For another moment, everything was still, and then I heard a gentle wheezing sound. It grew louder and louder, interspersed with a tittering that turned into a bona fide howl of laughter that I hadn't heard Elrond make in ages. It almost made it worth the thousand deaths I suffered in the meantime as I kept swallowing to try and wash the flavour out of my mouth.

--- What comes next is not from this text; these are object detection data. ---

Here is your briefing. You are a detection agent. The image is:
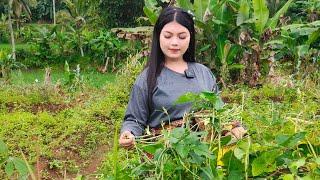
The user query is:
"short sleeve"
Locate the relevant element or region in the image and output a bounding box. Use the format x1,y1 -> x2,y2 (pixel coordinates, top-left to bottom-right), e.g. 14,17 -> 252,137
121,84 -> 149,136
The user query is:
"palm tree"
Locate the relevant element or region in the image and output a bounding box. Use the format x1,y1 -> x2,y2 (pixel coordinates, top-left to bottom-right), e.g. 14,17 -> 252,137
52,0 -> 56,25
64,0 -> 96,57
8,0 -> 31,60
8,0 -> 16,60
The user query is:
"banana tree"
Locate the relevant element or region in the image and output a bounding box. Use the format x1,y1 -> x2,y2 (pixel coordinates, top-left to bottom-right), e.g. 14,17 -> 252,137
8,0 -> 16,60
63,0 -> 95,57
237,0 -> 293,86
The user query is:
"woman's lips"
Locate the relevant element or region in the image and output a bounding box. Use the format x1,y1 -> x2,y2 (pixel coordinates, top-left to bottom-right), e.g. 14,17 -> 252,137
169,49 -> 180,53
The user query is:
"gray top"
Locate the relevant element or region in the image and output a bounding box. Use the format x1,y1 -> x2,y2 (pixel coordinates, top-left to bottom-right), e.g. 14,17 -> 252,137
121,63 -> 218,136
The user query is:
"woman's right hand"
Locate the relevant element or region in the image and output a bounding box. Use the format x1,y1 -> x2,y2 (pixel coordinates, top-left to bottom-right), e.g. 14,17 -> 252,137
119,131 -> 135,149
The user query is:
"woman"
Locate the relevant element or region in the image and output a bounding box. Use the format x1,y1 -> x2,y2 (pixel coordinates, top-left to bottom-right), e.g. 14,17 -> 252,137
119,7 -> 239,148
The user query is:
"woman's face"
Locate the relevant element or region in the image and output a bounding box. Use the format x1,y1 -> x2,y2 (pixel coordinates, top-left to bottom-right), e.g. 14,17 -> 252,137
160,21 -> 190,60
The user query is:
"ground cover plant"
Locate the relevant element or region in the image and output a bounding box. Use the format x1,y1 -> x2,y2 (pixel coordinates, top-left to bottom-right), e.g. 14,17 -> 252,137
104,72 -> 320,179
0,0 -> 320,180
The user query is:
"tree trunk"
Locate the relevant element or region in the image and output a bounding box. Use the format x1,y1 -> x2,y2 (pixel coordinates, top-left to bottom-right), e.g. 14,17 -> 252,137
44,67 -> 51,87
8,0 -> 16,60
52,0 -> 56,25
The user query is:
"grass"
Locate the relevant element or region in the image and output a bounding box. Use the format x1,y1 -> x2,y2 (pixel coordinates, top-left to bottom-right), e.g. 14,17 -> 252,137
12,68 -> 116,88
0,44 -> 30,51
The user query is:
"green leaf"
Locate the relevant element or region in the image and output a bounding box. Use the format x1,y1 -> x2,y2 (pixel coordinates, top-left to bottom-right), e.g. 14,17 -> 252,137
252,0 -> 269,34
289,158 -> 306,174
4,161 -> 14,177
252,150 -> 281,176
144,0 -> 158,9
143,6 -> 158,25
228,170 -> 244,180
228,64 -> 245,70
237,0 -> 250,26
174,143 -> 190,159
306,29 -> 320,46
12,157 -> 29,176
282,174 -> 294,180
233,147 -> 245,160
290,27 -> 319,36
268,0 -> 293,29
200,166 -> 216,179
276,132 -> 306,148
174,92 -> 198,105
141,143 -> 163,154
220,136 -> 232,146
297,45 -> 309,58
0,140 -> 8,156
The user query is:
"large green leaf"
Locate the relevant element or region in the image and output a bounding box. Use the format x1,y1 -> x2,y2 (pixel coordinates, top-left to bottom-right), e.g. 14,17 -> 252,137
237,0 -> 250,26
12,157 -> 29,176
252,150 -> 281,176
252,0 -> 269,34
306,29 -> 320,46
0,140 -> 8,156
268,0 -> 293,29
4,161 -> 14,177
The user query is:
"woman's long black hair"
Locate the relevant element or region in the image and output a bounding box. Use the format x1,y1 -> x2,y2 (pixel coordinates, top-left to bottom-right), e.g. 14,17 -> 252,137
146,6 -> 195,112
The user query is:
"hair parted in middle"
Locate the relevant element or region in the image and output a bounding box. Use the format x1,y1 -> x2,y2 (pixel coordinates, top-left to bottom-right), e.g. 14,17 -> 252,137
146,6 -> 195,111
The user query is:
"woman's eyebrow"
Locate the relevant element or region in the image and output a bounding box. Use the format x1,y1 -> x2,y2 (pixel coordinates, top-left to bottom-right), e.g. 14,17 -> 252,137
164,31 -> 186,34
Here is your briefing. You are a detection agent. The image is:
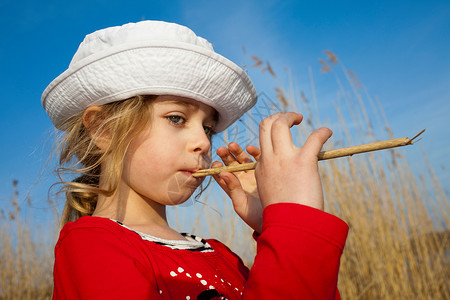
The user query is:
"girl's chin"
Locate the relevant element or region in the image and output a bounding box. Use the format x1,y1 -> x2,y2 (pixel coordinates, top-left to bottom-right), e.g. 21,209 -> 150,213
163,173 -> 203,205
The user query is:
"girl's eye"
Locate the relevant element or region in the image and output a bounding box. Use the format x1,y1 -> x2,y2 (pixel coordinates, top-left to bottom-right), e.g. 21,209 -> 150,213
167,116 -> 186,125
203,126 -> 216,137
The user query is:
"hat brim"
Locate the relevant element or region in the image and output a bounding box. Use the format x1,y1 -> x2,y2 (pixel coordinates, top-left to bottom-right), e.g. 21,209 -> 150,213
42,41 -> 257,132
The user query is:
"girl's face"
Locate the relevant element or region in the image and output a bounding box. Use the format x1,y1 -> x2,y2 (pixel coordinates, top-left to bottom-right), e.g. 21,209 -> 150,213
119,96 -> 216,205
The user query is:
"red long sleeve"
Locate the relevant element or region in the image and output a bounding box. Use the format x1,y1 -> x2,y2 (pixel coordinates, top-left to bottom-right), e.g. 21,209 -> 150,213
53,204 -> 348,300
244,203 -> 348,299
53,223 -> 158,299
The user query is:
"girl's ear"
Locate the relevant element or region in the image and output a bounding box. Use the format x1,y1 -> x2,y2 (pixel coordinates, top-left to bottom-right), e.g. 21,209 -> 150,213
83,105 -> 111,150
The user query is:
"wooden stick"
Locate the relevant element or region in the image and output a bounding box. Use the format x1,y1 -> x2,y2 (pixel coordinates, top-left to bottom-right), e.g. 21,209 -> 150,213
192,129 -> 425,177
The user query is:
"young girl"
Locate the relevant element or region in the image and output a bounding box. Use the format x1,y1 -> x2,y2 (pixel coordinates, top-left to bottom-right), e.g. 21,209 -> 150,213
42,21 -> 348,299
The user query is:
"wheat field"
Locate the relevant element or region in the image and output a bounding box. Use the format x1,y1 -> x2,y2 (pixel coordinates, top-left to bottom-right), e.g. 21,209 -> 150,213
0,51 -> 450,299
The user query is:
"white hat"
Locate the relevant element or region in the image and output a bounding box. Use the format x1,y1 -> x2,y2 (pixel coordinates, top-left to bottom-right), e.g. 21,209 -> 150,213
41,21 -> 257,132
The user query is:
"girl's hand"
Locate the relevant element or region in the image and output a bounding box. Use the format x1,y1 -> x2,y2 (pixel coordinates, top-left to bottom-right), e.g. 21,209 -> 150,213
255,112 -> 332,210
211,143 -> 263,233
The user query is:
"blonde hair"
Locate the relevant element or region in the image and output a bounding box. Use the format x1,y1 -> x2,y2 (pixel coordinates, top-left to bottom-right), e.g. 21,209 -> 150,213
56,96 -> 157,227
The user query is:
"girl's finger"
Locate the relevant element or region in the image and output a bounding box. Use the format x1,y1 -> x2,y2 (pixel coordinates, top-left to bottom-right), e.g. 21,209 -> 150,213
259,113 -> 281,154
228,143 -> 253,164
271,112 -> 303,152
302,127 -> 333,159
246,145 -> 261,161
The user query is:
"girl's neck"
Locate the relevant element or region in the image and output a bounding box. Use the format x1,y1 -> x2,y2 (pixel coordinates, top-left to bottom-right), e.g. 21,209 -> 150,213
93,179 -> 185,240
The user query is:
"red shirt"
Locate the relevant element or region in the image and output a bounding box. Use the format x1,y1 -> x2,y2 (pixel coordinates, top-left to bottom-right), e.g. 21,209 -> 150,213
53,203 -> 348,299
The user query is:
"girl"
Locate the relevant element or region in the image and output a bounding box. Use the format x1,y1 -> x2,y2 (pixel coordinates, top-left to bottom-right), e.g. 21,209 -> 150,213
42,21 -> 348,299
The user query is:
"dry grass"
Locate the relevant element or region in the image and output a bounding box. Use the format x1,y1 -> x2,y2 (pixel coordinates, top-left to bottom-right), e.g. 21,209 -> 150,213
0,180 -> 57,300
0,51 -> 450,299
171,51 -> 450,299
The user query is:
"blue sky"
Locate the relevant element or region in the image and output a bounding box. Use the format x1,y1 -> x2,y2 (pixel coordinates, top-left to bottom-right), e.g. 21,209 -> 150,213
0,0 -> 450,220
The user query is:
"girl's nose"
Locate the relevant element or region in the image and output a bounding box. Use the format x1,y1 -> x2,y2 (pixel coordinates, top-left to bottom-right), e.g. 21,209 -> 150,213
191,126 -> 211,154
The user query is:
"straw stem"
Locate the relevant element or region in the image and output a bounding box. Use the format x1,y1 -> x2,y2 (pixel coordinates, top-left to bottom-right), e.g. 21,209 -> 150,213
192,129 -> 425,177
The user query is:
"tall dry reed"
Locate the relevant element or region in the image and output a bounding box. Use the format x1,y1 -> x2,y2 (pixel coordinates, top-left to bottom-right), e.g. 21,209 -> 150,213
0,51 -> 450,299
171,51 -> 450,299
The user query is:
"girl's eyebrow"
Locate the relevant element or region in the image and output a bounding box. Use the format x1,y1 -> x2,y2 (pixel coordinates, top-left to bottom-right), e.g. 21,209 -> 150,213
163,100 -> 219,124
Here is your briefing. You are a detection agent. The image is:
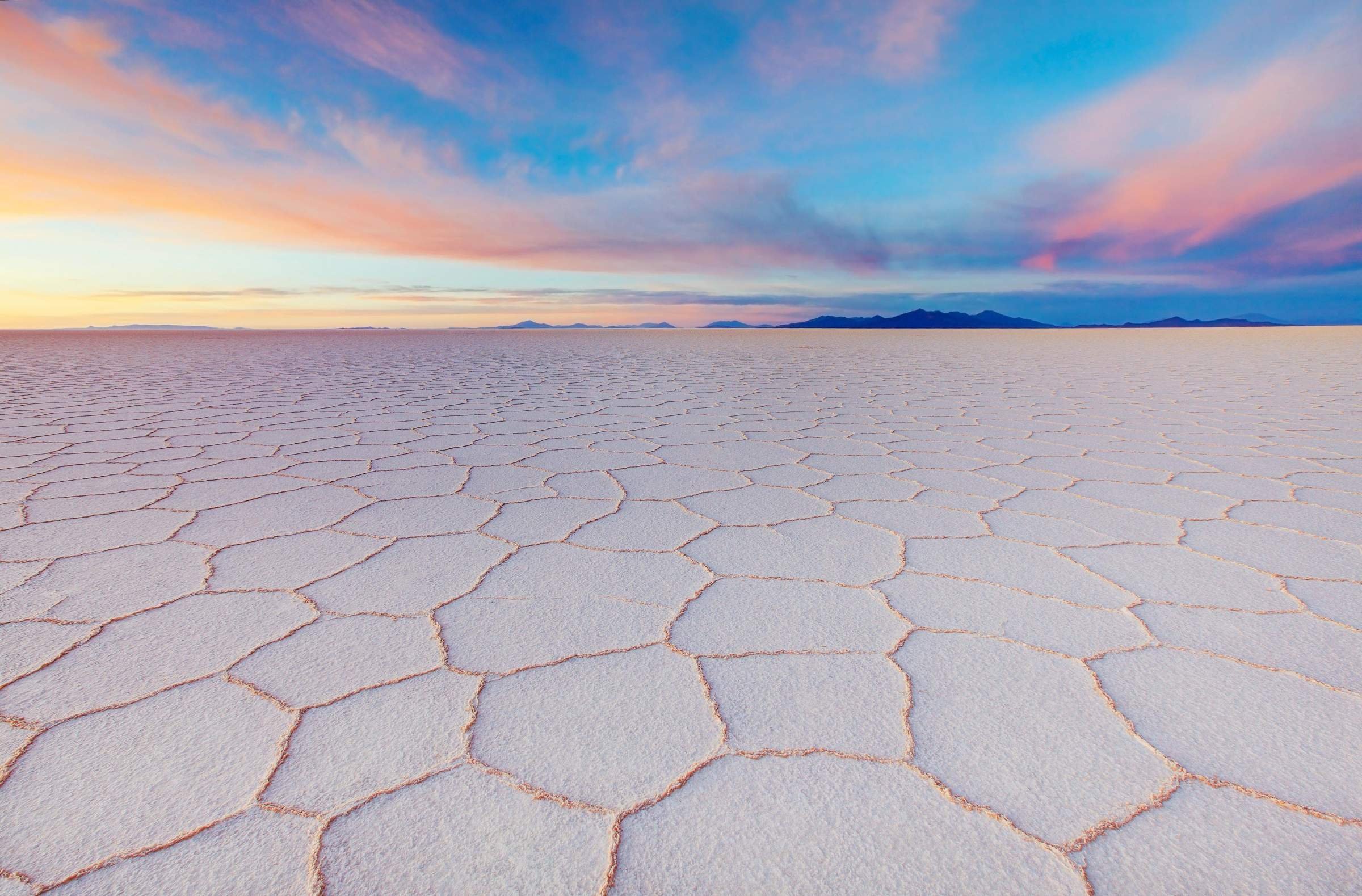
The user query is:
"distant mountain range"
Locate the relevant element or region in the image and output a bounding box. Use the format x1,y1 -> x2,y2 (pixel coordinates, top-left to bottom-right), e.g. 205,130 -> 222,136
486,320 -> 675,330
700,320 -> 771,330
782,308 -> 1054,330
1079,314 -> 1291,330
705,308 -> 1291,330
72,308 -> 1294,330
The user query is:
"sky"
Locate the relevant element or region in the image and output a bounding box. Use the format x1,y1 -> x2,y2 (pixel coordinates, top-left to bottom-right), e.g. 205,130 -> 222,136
0,0 -> 1362,328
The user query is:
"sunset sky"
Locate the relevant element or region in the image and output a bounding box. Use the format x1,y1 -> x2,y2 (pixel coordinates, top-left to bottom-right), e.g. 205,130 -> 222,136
0,0 -> 1362,327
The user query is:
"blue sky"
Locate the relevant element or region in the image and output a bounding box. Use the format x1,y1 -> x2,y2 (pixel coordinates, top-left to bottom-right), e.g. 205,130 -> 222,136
0,0 -> 1362,327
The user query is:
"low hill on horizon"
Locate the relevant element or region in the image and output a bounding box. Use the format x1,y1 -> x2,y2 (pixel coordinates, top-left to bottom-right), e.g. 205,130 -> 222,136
780,308 -> 1054,330
1075,317 -> 1293,330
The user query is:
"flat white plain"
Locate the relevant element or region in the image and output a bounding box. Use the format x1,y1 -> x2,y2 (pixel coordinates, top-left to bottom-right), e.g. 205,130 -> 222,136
0,328 -> 1362,896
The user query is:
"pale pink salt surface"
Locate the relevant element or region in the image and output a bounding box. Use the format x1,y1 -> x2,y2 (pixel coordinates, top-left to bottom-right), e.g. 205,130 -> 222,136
0,328 -> 1362,895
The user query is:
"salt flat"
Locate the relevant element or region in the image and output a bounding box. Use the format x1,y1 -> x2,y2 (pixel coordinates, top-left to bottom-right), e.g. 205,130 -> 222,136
0,328 -> 1362,896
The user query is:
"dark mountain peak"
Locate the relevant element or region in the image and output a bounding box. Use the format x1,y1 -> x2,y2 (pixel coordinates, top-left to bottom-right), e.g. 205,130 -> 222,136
1079,316 -> 1291,330
784,308 -> 1053,330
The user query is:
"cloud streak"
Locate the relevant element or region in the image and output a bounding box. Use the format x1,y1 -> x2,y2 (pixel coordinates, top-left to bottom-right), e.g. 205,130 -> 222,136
1028,6 -> 1362,270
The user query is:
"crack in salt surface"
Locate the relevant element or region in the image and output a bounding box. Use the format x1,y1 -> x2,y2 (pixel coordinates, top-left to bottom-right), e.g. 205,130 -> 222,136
0,331 -> 1362,893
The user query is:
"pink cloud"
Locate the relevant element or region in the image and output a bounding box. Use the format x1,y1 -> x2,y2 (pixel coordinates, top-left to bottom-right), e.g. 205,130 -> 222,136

Somehow, I don't know how, I got to my feet again and shambled out of that room, liquid in hand and leaving Elrond and Gildin to continue screaming with laughter. It was time to make my way to the kitchens to genuflect at the chefs' feet and beg them for a piece of cake.

Psych Notes

Kleptomania

A: Repeatedly being unable to resist the urge to steal things that the person doesn't personally need or can make use of through its monetary value.
B: Experiencing a growing sense of tension right before the person steals the thing.
C: When they steal the thing, the person feels enjoyment, gratification, or relief.
D: The person isn't stealing to show their anger or get back at someone, and it's not because of a hallucination or delusion.
E: The person isn't stealing because of another mental disorder, e.g. a manic episode or anti-social personality disorder.

Differential Diagnosis
Anti-social personality can be ruled out almost immediately with Bilbo, because by all accounts he is not the type to recklessly and remorselessly engage in a variety of criminal behaviours (fights, thefts, damaging property, etc) that can harm or hurt others. As for a manic episode, Bilbo has maintained a rather quiet life alongside his casual theft. Naps, food, walks. Nothing reckless. Nothing suggesting delusions of being invincible, grandly powerful, or exceedingly wealthy. He's just a little old man who steals stuff, honestly. In someone of Bilbo's age, it's also worthwhile checking for dementia, but Bilbo himself showed no outward signs of forgetfulness, personality changes, or a loss of ability to do things that he could before, so out the window goes that theory.

Nurse Notes

The Q-word is… -glances around- quiet. It is an unspoken rule among nurses and other healthcare professionals that you DO NOT say that word while on shift, no matter how miraculously peaceful and tranquil the ward has become. Even if it's empty. Even if you haven't seen a patient in hours. Even if you're looking for something to do! Saying the Q-word automatically breaks the charm, and you can bet your bottom dollar that the second the word escapes your lips, the ward will fill up, and you'll have paperwork and medical emergencies out the wazoo. I'm not joking. Don't say the word. For the love of healthcare workers, pick any other word.